The Philadelphia-headquartered company now operates commercial-grade manufacturing facilities across three continents, with locations in Allendale, NJ and Philadelphia in the United States, Munich in Europe, and Yokohama in Japan. This global footprint has enabled the delivery of more than 7,500 GMP batches to date.
Global Manufacturing and Testing Capabilities
Minaris Advanced Therapies currently manufactures two commercial cell therapies and provides testing services for over 27 commercial products. The company offers comprehensive capabilities spanning innovative platforms, development and manufacturing for cell therapies and viral vectors, alongside extensive testing services.
"CDMOs supporting the cell therapy industry have struggled to evolve from a small-scale cottage industry to deliver cost effective manufacturing at scale," said Iain Baird, chairman of Minaris Advanced Therapies. "Our mission is to solve the development and manufacturing challenges preventing these promising therapies from successful worldwide commercialization."
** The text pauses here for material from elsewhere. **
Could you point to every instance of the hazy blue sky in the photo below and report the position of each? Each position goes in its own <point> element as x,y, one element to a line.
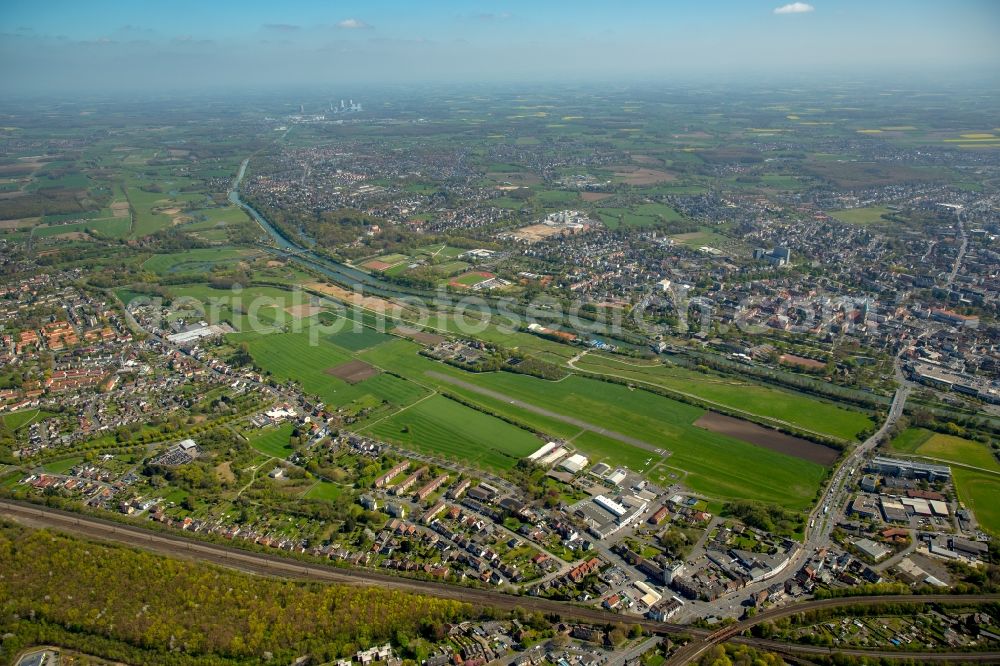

The company brings together significant experience in the field, with more than 25 years of cell therapy CDMO expertise and over 40 years in biosafety testing and product characterization. This positions Minaris Advanced Therapies to support the anticipated next wave of commercial cell therapies entering the market.
Industry Expertise and Future Focus
The newly formed organization employs more than 1,400 industry professionals with deep scientific and regulatory expertise. Its testing business unit specializes in analytical method development and GMP-grade biosafety and product characterization testing services for both in-house and external programs.
Eytan Abraham, Ph.D., chief commercial and technology officer, emphasized the company's strategic vision: "Minaris Advanced Therapies is designed to help the industry treat more patients by providing the experience, global footprint, and platforms to accelerate timelines and enable commercialization. Many of the technologies needed to reduce cost of goods sold and improve turnaround time already exist, we will drive their adoption and implementation at scale."
The formation of Minaris Advanced Therapies addresses a critical industry need for scaled manufacturing capabilities that can support cell therapies beyond clinical trials and into commercial production. By combining established CDMOs with extensive testing capabilities, the company aims to overcome the manufacturing bottlenecks that have historically limited the commercial potential of promising cell therapies.
Addressing Cell Therapy Manufacturing Challenges
The cell therapy sector has faced significant challenges in transitioning from small-scale production for clinical trials to commercial-scale manufacturing. These challenges include high production costs, complex logistics, and lengthy turnaround times that can impact both treatment accessibility and commercial viability.
With its combined expertise and global infrastructure, Minaris Advanced Therapies is positioning itself to address these industry-wide challenges through standardized platforms, optimized manufacturing processes, and integrated testing capabilities that can support the entire cell therapy development and commercialization journey.